La commission, qui se dit soucieuse des droits des travailleurs (!), dit préférer à toute solution radicale la "négociation": plutôt que de laisser les grèves paralyser le trafic, il n'y a qu'à faire en sorte qu'il n'y ait plus de raisons de faire grève... Pour cela, elle préconise de rendre obligatoire une période de négociation de sept jours avant la moindre heure de grève! Si ce délai n'était pas respecté, la grève pourrait être déclarée illégale- avec toutes les sanctions que cela peut signifier pour les travailleurs concernés.

Mais une négociation, cela se fait à deux: et si c'est le patron qui refuse de négocier, que se passera-t-il? La commission, qui regarde vraiment le patronat avec les yeux de Chimène, estime le cas peu probable. Mais si cela devait arriver quand même, quelles sanctions pour les entreprises? Un membre de la commission a expliqué que "dans ce cas, nous avons estimé que des sanctions d'ordre financier seraient malvenues." Ce sera donc... un blâme! Le patronat doit trembler devant cette menace.

Autre bâton mis dans les roues des travailleurs souhaitant se mettre en grève: la commission souhaite mettre en oeuvre tous les moyens permettant, en cas de grève, de "mieux informer le public et les usagers". Autrement dit: de savoir précisément quel trafic il sera possible d'assurer. Pour cela, les grévistes devraient se déclarer individuellement 48 heures à l'avance à leur hiérarchie!

Pour répondre à une question sur les risques de pression que risquaient de subir les salariés concernés, Jean-Paul Bailly, ex-patron de la RATP et actuel dirigeant de La Poste, membre de la commission, a eu le culot de répondre qu'il ne voyait pas où était le problème, puisque "une grève est de toute façon un acte public, et qu'il faut bien connaître les noms des grévistes pour pouvoir retenir leur salaire"! Comme si se mettre en grève, collectivement, au milieu de ses camarades, était équivalent à aller se déclarer futur gréviste, tout seul, dans le bureau de son chef!

Si toutes ces mesures échouent pour empêcher les grèves, alors la commission admet qu'il faudra "se résoudre" à limiter le droit de grève.
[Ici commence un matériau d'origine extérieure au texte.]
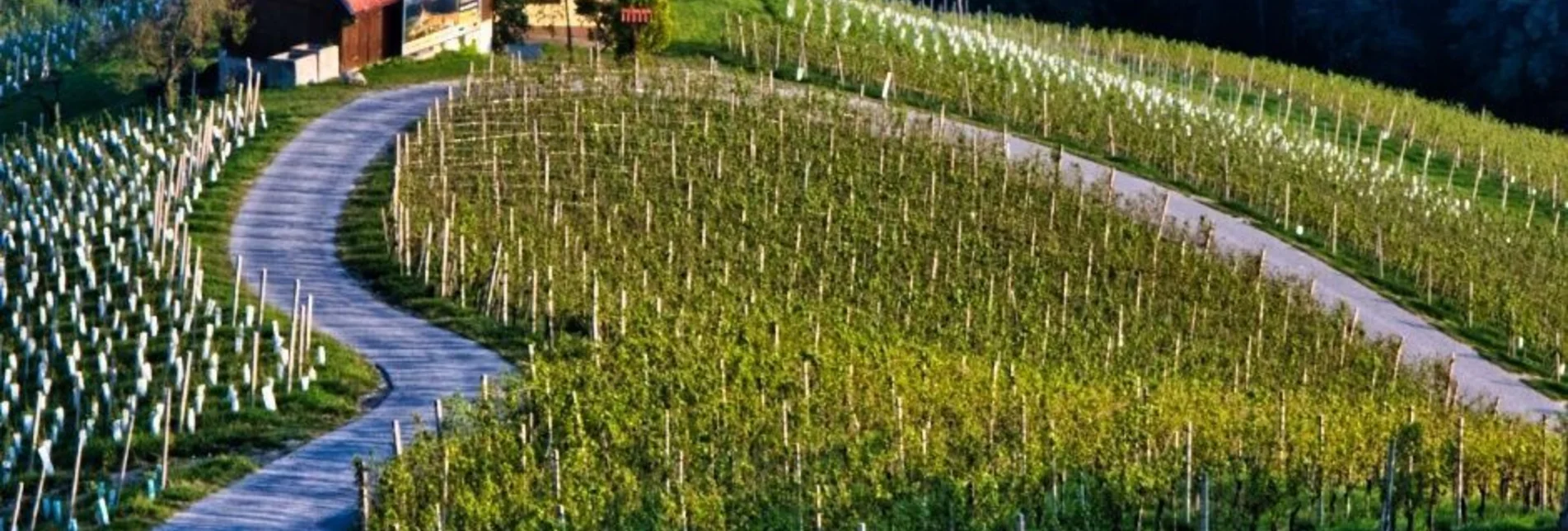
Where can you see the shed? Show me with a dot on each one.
(363, 31)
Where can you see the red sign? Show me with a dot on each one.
(637, 15)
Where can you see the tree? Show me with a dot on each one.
(1514, 46)
(649, 38)
(182, 38)
(512, 21)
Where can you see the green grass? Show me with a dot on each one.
(220, 454)
(706, 21)
(83, 92)
(700, 24)
(363, 248)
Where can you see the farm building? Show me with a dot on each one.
(555, 19)
(307, 41)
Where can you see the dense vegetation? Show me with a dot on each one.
(1460, 223)
(129, 364)
(1496, 54)
(758, 308)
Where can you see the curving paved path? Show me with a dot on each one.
(289, 225)
(291, 217)
(1477, 379)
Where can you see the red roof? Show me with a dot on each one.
(637, 15)
(356, 7)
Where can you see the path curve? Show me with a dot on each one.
(289, 223)
(1380, 317)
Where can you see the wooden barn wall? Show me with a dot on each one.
(366, 40)
(281, 24)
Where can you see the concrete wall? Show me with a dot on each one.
(555, 13)
(298, 66)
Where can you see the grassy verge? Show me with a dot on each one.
(232, 445)
(364, 251)
(700, 33)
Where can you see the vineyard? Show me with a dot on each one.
(755, 305)
(123, 366)
(38, 46)
(1453, 214)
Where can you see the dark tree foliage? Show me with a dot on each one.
(1509, 57)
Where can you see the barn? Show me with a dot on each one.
(305, 41)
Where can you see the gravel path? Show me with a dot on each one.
(1477, 378)
(289, 225)
(289, 222)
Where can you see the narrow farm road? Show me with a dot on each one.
(291, 217)
(289, 223)
(1477, 378)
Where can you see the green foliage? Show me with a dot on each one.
(512, 21)
(182, 38)
(755, 310)
(623, 38)
(1390, 187)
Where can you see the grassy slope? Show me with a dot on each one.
(703, 22)
(212, 459)
(364, 248)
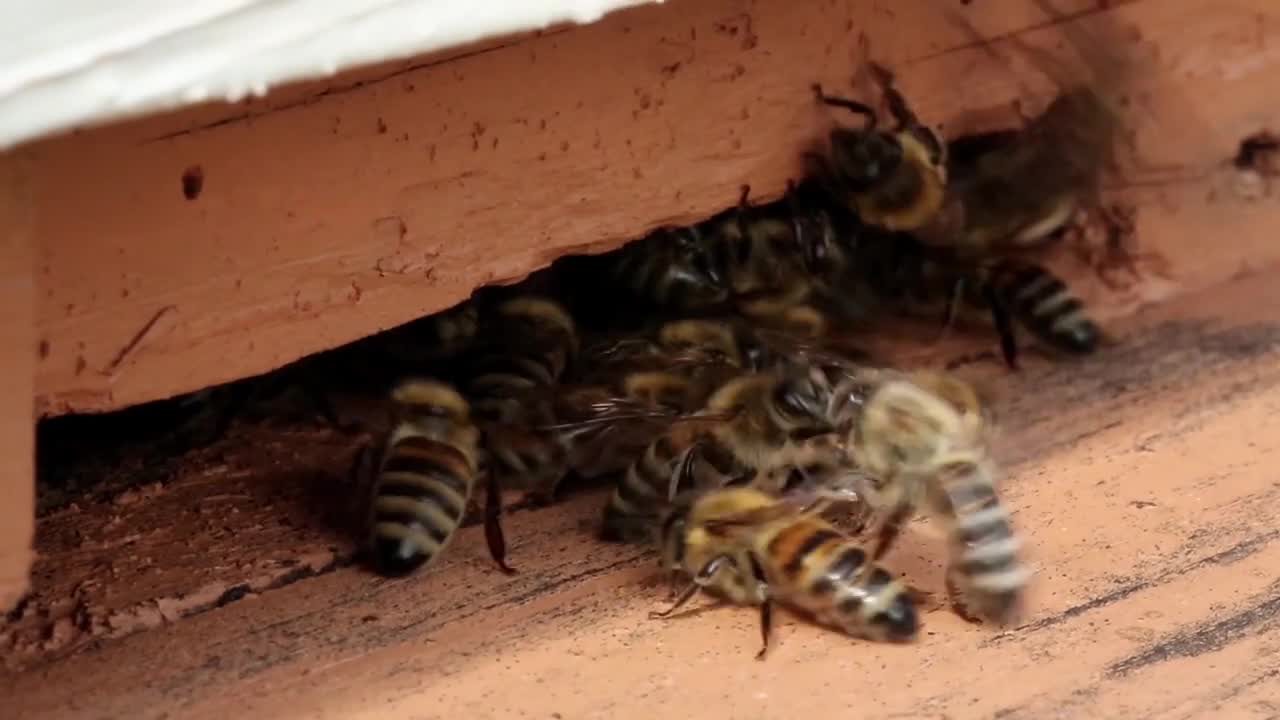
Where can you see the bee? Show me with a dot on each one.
(920, 442)
(876, 269)
(748, 425)
(1020, 188)
(526, 346)
(894, 180)
(519, 360)
(753, 548)
(425, 479)
(743, 259)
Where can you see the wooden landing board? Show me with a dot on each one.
(183, 251)
(1143, 482)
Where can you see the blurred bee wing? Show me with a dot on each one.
(741, 524)
(1110, 65)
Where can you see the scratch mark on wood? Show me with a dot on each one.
(136, 341)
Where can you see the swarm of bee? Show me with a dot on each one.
(700, 372)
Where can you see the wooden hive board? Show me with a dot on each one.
(229, 589)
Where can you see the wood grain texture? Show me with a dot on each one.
(341, 214)
(18, 379)
(1142, 482)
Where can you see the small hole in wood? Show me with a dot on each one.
(192, 182)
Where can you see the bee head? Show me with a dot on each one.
(698, 264)
(864, 159)
(803, 399)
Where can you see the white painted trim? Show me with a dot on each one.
(65, 63)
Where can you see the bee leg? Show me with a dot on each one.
(762, 588)
(766, 628)
(323, 405)
(897, 106)
(493, 533)
(684, 469)
(888, 532)
(1004, 326)
(700, 579)
(851, 105)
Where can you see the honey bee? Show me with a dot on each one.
(920, 443)
(425, 479)
(743, 259)
(894, 180)
(1020, 188)
(517, 363)
(895, 272)
(748, 425)
(753, 548)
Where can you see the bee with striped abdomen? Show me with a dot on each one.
(894, 180)
(425, 479)
(899, 274)
(524, 349)
(750, 424)
(752, 548)
(920, 442)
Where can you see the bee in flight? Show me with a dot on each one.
(425, 479)
(919, 442)
(752, 548)
(894, 180)
(522, 351)
(750, 424)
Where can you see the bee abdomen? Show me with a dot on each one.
(1046, 306)
(986, 551)
(641, 493)
(840, 587)
(421, 496)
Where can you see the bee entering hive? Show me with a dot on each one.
(731, 396)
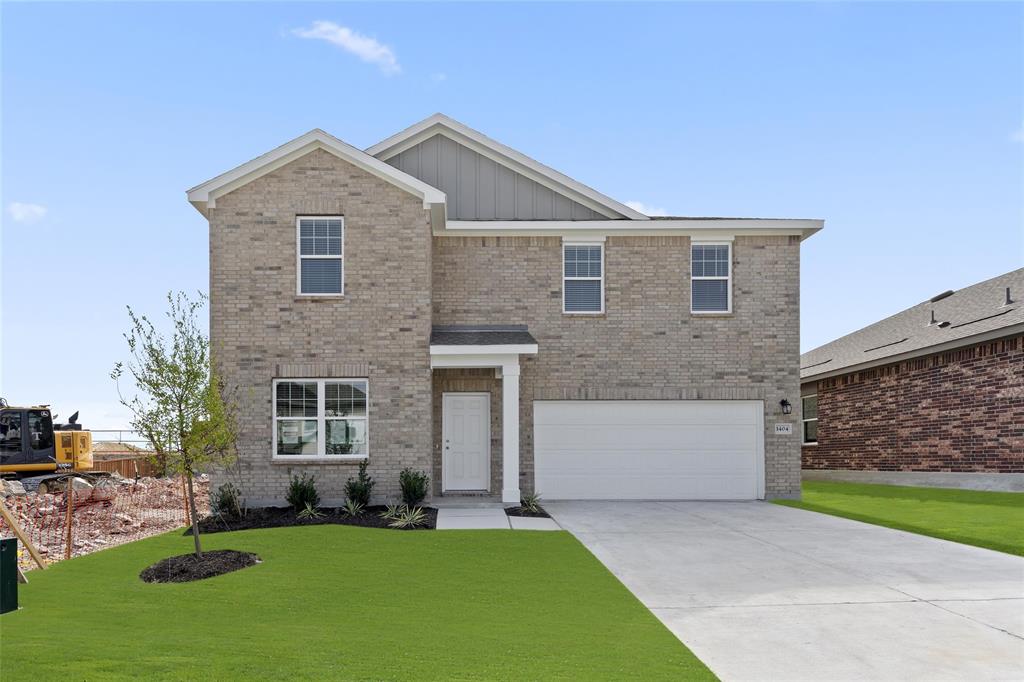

Mais elle préconise de le faire non pas nationalement, mais de façon décentralisée. On demanderait alors aux régions, départements et communes de définir quels sont les axes de transport "essentiels aux besoins du pays", et on les autoriserait à supprimer purement et simplement le droit de grève sur ces lignes. Dans le cas où une commune, par exemple, sous-traiterait les transports à une entreprise privée, elle pourrait inclure cette interdiction dans le contrat dit de "délégation de service public".

On pourrait se dire qu'au moins, cela laisserait la liberté à certains élus hostiles à ces régressions de refuser ces pratiques. Même pas: la commission recommande la création d'une commission administrative qui veillerait à interdire aux élus de faire du zèle... "dans un sens ou dans l'autre". Ainsi un élu qui refuserait d'interdire le droit de grève pourrait se voir sanctionné.

Avec la publication de ce rapport, le gouvernement entame les grandes manoeuvres contre les travailleurs des transports. Naturellement, un rapport n'est pas une loi, et il ne s'agit ici que de recommandations. N'empêche: c'est une façon de commencer à préparer les esprits à une limitation du droit de grève.

Le ministre des Transports a salué les conclusions de la commission en les qualifiant de "modérées et faisables". Si, à la rentrée, le gouvernement se lance dans la mise en oeuvre de ces mesures, il reviendra aux travailleurs concernés de faire échec à ces projets scélérats pour interdire les grèves.